Campbell Johnston Clark director Helen McCormick sets out significant changes to the UK’s standard conditions for towage
A key offshore and towage contract has undergone a major review for the first time in nearly four decades. The UK standard conditions for towage (UKSCT) and other services 2024 was introduced in November last year and provides a modern legal framework intended to bring tug operations into the digital era.
First introduced in the 1920s and last revised in 1986, the UKSCT has long served as one of the key contracts for tug owners. It provides liability protection and legal certainty that allows insurers to assess and underwrite the particular risks associated with tug operations – often carried out in hazardous or high-pressure environments.
As shipping technology has evolved, so too have the complexities of tug operations.
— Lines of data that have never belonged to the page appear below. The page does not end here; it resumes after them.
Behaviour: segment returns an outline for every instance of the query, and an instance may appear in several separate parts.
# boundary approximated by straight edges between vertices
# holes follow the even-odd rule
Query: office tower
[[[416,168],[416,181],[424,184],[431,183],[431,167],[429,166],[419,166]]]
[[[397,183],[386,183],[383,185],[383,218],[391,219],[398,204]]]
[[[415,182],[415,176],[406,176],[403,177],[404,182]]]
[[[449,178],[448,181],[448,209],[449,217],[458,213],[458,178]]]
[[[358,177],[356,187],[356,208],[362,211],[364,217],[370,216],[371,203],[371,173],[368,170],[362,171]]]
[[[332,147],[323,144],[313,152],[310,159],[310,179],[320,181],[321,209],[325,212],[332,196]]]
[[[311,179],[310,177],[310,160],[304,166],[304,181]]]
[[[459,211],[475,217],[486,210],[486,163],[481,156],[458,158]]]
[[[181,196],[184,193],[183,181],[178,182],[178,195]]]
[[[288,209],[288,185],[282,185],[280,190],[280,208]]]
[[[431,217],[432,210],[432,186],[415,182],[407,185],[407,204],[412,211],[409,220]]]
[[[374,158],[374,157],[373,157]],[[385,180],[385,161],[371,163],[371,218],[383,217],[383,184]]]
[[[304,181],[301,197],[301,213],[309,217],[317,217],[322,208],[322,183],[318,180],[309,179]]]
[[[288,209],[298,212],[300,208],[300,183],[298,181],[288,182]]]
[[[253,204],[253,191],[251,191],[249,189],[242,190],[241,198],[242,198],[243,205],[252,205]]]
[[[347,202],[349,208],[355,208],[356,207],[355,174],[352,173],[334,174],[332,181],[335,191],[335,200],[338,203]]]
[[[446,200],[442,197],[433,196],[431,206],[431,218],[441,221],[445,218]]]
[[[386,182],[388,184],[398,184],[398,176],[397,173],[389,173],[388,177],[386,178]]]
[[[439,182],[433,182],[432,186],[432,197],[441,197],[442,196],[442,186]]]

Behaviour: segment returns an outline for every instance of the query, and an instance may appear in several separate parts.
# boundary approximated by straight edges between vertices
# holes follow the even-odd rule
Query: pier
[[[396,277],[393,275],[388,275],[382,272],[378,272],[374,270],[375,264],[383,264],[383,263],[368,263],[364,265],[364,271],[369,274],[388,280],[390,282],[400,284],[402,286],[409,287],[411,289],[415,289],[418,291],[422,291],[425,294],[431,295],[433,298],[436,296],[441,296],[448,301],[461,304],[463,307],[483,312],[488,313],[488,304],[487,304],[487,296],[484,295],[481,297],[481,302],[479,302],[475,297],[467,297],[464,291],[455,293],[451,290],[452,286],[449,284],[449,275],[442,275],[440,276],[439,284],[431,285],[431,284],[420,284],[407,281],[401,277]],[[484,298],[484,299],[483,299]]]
Experts in the industry, such as Targe Towing managing director Nick Dorman, have described the 1986 version as lacking the language to allow it to be relevant in a contemporary world of, among other things, automation, electronic systems and digitalisation.
Among the key issues is the way in which modern communications have altered the definition of proximity – a concept critical to the 1986 terms.
The traditional requirement for a tug to be in physical closeness to receive instructions is now outdated when orders can be transmitted instantaneously from many miles away.
“The new conditions seem to preserve the strengths of a well-known framework”
One of the most significant revisions is the removal of clause 4(e), which had been inserted in 1986 in response to the unfair contract terms act 1977 (UCTA). That clause was intended to clarify that nothing in the conditions excluded a tug owner’s liability for death or personal injury arising from negligence, as a requirement of UCTA.
However, subsequent legal interpretations of UCTA have clarified that while contracts cannot exclude liability for personal injury or death caused by negligence, they can allocate that liability between commercial parties.
As such, clause 4(e) was no longer necessary, and it has been excised from the new 2024 edition. Clause 4(b), which deals with the hirer’s indemnity to the tug owner, has also been refined, including the addition of the phrase “whether direct or indirect” to ensure clarity on consequential losses, referencing the legal test in Hadley v Baxendale.
Notably, a complex six-part liability test in clause 4(c), relating to the unseaworthiness of a tug, has been replaced with a simpler provision. Now, to bring a claim outside the normal exclusions, the hirer must demonstrate that the tug owner acted with intent or reckless disregard for probable harm.
Other technical changes include simplifying language throughout the document, aligning it more closely with modern contract drafting standards and international maritime conventions.
In another step toward flexibility, clause 9 – which sets out governing law and jurisdiction – now explicitly permits parties to agree to a legal framework other than English law, or to choose an international dispute resolution forum. This brings the UKSCT into alignment with the realities of a globalised industry.
With just under a year having passed since the 2024 version of the UKSTC was introduced, it remains to be seen what impact these new terms will have on claims. However, with the simplification of the terms and their adaptation to a new and ever-changing technical environment, the new conditions seem to preserve the strengths of a well-known framework, ensuring their continuing relevance not just for towage operations in the UK, but further afield, in the years to come.
The changes introduced in 2024 were explored by a recent panel discussion event hosted by Campbell Johnston Clark. The panel was chaired by director, Helen McCormick, with Alex McCooke and Rob Shearer from Shipowners P&I Club, and an introduction from Robert Merrylees of the British Tugowners Association.